雖然裘百川知曉自己的母親身份,但是對于一個孩子來說,他并不知道這意味着什麽…他隻知道,在妓院裏他吃不飽,穿不暖…每天被人欺淩侮辱不說,連見上自己的母親一面都難。
這樣的日子,從小就開始了,他在妓院中,就是一個燒水、送茶…跑堂的免費小夥計…一日的辛勞,換來一個白面馍馍…
忘不了,那一日,北風呼嚎,他獨自一人,躲在肮髒的竈台邊躲避着風雪,啃着手中幹硬的白面馍馍,一邊艱難地咽下,一邊tian着從屋檐下掰下來的冰柱子。
忽然間,他似乎是感受到了一個目光,正在凝視着他。
他擡頭望去,卻見憑欄處,一道美麗的倩影獨立,披着上好的絨衣,看着他。
裘百川怎麽也無法忘記,那個女人看着他的眼神,那是怎樣的一種痛快啊!痛快中,卻又帶着狠狠地厭惡…小小的他慌了,被那個陌生女子瞪着,手中的白面馍馍掉在了地上。
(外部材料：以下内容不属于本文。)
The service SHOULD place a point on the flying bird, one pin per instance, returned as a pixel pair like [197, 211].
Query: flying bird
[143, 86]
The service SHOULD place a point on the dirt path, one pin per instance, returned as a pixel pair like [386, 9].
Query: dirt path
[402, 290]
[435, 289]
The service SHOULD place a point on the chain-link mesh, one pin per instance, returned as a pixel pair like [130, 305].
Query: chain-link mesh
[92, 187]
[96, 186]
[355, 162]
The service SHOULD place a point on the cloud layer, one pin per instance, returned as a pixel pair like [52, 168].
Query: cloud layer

小小的裘百川,對這個女人,一直是感到無比的恐懼和害怕、後來,他知曉了那個他一直感到害怕的女人,竟是他的生母。别人告訴他的時候,他也僅僅是嗯了一聲,沒有什麽特别動情之處。
母親,在裘百川的世界裏,十分的陌生。
直至七歲,那一年,那個女人忽然找到他,說是不要再讓他受這種罪了…說是隻要進宮當了公公,每日便可以有裘百川最愛的雞腿。
曾經,爲了一根雞腿,小小的他,被老鸨毒打,三天三日都下不來床,幹不了活,卻也沒什麽飯吃。
聽到了女人空中說的這個消息,他真的十分高興。
“終于有雞腿可以吃了!”他興奮地跳躍着,卻不曾發現,背後女人眼中的快感。
幾日後,一名老公公來到麗江苑,将他帶到了宮裏,臨行前,女人告訴他,他的父親的名字,叫做“于遷。”
而他,叫做于百川。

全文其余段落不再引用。